After years of fruitless struggle Seamus Fogarty is poised for stardom, writes Ed Power
Seamus Fogarty’s music should, on paper at least, be a bit of a muddle. The London-based Mayo songwriter splices heartfelt folk, confessional rock and experimental electronica — genres that do not necessarily play well together. But he makes it work — gloriously so, on his acclaimed new album, The Curious Hand.
“I embrace my mistakes,” he says. “I’m not chasing perfection. Accidents can actually help. What it’s about, really, is creating a little world inside the song.”
After years of thankless struggle, Fogarty is on the brink of becoming a big deal. The Curious Hand is released by Domino Records, one of Europe’s major independent record labels, with Arctic Monkeys and Franz Ferdinand among its success stories.
The reviews, moreover, have been swooning. Hot Press awarded The Curious Hand eight stars, The Guardian hailed the album as “stunning and mercurial”; Clash magazine praised it as “rollicking” and “refreshing”.
“It’s nice that people are having the same reaction I had when I was sitting in the control room listening back,” says Fogarty. “It’s the response you dream about.”
What’s especially impressive is how he conveys the joys, frustrations and dark humour that are part of growing up in small town Ireland — without sinking into the performative, self-hating Irishness that tends to go down well with the chattering classes in the UK, where Fogarty has been based since 2012.
“It’s that classic thing where you move away from home and you become more selective about the good parts and the bad parts,” says Fogarty, a native of Swinford (pop 1,400).
“You live somewhere like London and it’s the exact opposite of Mayo.
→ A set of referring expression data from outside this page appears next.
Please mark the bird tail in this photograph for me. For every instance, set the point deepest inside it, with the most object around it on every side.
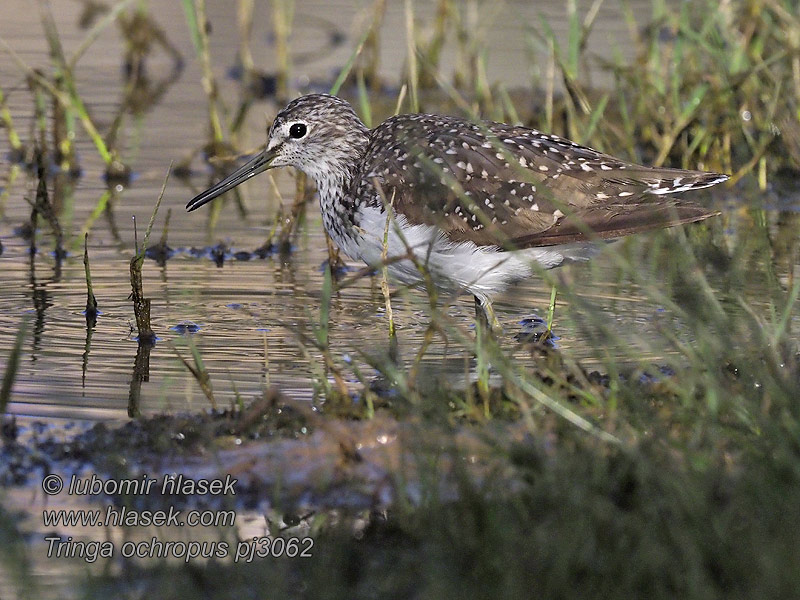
(672, 181)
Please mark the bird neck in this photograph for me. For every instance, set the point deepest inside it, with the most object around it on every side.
(335, 175)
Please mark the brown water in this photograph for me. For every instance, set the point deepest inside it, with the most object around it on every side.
(246, 310)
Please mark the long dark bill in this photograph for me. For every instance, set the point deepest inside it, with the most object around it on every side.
(261, 162)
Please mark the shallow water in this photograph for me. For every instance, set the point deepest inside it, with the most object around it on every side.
(245, 311)
(244, 315)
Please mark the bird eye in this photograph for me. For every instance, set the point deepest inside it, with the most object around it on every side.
(297, 130)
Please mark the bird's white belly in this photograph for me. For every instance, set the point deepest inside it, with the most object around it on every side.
(454, 266)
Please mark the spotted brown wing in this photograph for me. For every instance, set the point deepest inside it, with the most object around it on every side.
(496, 184)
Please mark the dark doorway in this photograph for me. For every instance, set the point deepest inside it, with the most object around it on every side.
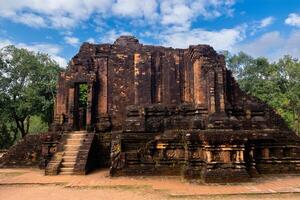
(80, 107)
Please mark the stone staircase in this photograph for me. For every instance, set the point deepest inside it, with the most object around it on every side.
(73, 157)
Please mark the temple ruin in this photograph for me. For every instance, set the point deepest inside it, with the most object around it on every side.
(152, 110)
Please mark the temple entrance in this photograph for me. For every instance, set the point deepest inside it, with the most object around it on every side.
(80, 106)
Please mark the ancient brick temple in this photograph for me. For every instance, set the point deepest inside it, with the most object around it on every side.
(154, 110)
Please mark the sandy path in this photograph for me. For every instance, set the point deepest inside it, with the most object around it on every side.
(27, 182)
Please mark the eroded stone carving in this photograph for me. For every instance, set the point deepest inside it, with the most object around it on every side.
(173, 111)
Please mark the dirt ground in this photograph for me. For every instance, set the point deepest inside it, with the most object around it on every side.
(19, 184)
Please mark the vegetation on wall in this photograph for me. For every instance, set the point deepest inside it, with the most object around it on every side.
(27, 92)
(28, 88)
(276, 83)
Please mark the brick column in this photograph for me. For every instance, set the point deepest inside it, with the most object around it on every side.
(102, 92)
(89, 104)
(71, 96)
(198, 89)
(211, 91)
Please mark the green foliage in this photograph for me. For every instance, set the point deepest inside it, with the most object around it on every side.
(37, 125)
(278, 83)
(27, 87)
(83, 89)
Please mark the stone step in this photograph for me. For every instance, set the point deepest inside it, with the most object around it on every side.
(71, 147)
(67, 169)
(69, 158)
(70, 153)
(74, 142)
(76, 136)
(68, 164)
(66, 173)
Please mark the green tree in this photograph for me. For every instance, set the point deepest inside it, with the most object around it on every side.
(27, 86)
(277, 84)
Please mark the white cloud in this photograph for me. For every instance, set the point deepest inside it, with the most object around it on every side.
(223, 39)
(71, 13)
(273, 45)
(135, 8)
(293, 20)
(57, 14)
(91, 40)
(182, 13)
(112, 35)
(266, 22)
(51, 49)
(72, 40)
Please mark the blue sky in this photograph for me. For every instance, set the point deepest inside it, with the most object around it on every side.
(269, 28)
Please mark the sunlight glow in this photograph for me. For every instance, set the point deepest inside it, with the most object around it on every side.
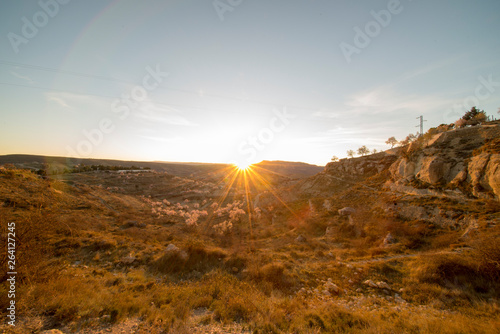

It’s nice to get home — the air is so clean. Swinford was a formative place for me — a small community, which by definition has good and bad points. I would have grown up around a lot of strong characters — they do have an impact.”
Fogarty moved to London for love. He was previously been based in Limerick and had come into contact with acclaimed folk label the Fence Collective when invited out of the blue to support Fence stalwart James Yorkston in Kilkenny. It was the beginning of a creative relationship that would transform his career.
“I was in Limerick and a bit fed up,” he remembers. “At the time, I didn’t really know much about James. I thought, ‘well I’ll do the show’. So I went to Kilkenny and we got on well. About a month after that, the Fence Collective was putting on a festival in Scotland. I kept hassling them to get onto that. It was a woman that originally brought me over to London. The Fence connection was a factor too. I thought I would up sticks and give it a shot.”
Music is a full time occupation and behind the rumpled, self-deprecating manner Fogarty is clearly ambitious. His prospects are further boosted by the fact that his music is both earthy and avant-garde.
A commission for the Metropolitan Museum of Art in New York, in collaboration with a contemporary opera company, is testament to his ability to shoot high. He’s also at home in a more uproarious club environment.
“I just do what I like listening to myself,” he shrugs. “You just try different things and go with it.”
Fogarty is thoroughly unfazed by all the acclaim — and if happy to be part of the family at Domino, certainly isn’t intimidated by the label or its storied history. “You just try different things and go with it.”
“I actually recorded the album a year ago — before I’d even signed for Domino. It’s so long ago, you kind of forget was it any good. Then it comes out and it’s nice to have the reaction. I say to friends that if I’d known this time a year ago it would be appearing on Domino I’d have pinched myself. It’s great to be on the rise. We’ll go with it and see where it leads.”